A l’hôtel de ville de Vitry-sur-Seine, les syndicalistes et sympathisants de l’union locale CGT et du syndicat des agents municipaux se tiennent au chaud dans la salle du conseil municipal. Les premiers cars doivent partir vers 12h30 en direction de Paris. Plusieurs responsables se succèdent à la tribune pour partager leur grille d’analyse. “Il faut attendre les annonces de l’intersyndicale mais les assemblées générales sont souveraines. Il faut les réunir rapidement pour décider de la suite à donner à ce mouvement. C’est notre capacité à l’inscrire dans la durée qui va déterminer nos chances de faire échec au projet gouvernemental”. Une participante confie ses craintes. “Déjà le passage de 60 à 62 ans il m’est resté en travers de la gorge. La retraite par point, ils y ont renoncé, mais il faut y rester attentif. Ils s’attaquent aux acquis de haute lutte du conseil national de la résistance : la sécurité sociale, la retraite,… les gouvernements successifs et le patronat en ont rêvé, Emmanuel Macron le fait“. Les premiers cars, essentiellement remplis de retraités, finissent par prendre la route. Un homme a plaqué sa pancarte contre la vitre. “Pépé, mémé au chômdu, les jeunes aussi. Non merci, référendum !”. Un autre tente une explication. “Premièrement, les retraités ne sont pas des nantis. Nos pensions sont grignotées par l’inflation, c’est de plus en plus dur. Ensuite, nous nous battons pour les générations futures. L’argent pour équilibrer le système, on peut le trouver ailleurs avec une meilleure répartition des richesses”.Arrivé sur le boulevard Beaumarchais, le car décharge les manifestants. Des gendarmes contrôlent les sacs de tous ceux qui veulent rejoindre la Place de la République, point de départ de la manifestation à 14 heures. “Ben dis donc, on leur fait sacrément peur. Regardez ce déploiement de force”, lance une dame devant deux hommes armés qui jaugent les groupes du regard.
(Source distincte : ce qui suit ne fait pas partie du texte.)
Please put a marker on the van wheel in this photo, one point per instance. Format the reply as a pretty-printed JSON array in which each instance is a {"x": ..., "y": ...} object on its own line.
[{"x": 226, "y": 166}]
Sur la place de la République, chacun se range derrière son cortège. Franck patiente devant un snack ambulant pour acheter un sandwich. Il sort de son sac une feuille A4 où est tracé un tableau représentant les effets de la réforme sur sa carrière. “Je suis né en 1965 et j’ai commencé à travailler à vingt-deux ans mais je n’ai pas eu une carrière linéaire. Il va falloir que je tire jusqu’à 66 ans pour avoir la retraite à taux plein. Sans la réforme, je peux profiter de mes petits-enfants et m’accorder un peu de repos 9 mois de plus. Ce n’est pas anecdotique. Je ne sais pas de quoi demain sera fait”, explique le magasinier. Samira est aide-soignante dans une maison de retraite. “Ils parlent de reculer l’âge à 64 ans mais honnêtement, qui pourra se permettre de partir à cet âge-là ? Qui aura le bon nombre de trimestres ? J’ai eu mes grossesses, les accidents de la vie, la pénibilité du travail avec le port des résidents. Si mon corps dit stop avant, je ne vois pas comment je m’en sortirai”. Sofia travaille comme auxiliaire de puériculture dans une collectivité. “Je pense qu’il y a un raz-le-bol général qui s’exprime. D’habitude, c’est surtout la fonction publique qui se mobilise mais cette fois-ci, le privé s’est beaucoup mobilisé aussi. J’espère que nous serons aussi nombreux lors des prochaines manifestations car nous ne pouvons pas en rester là”.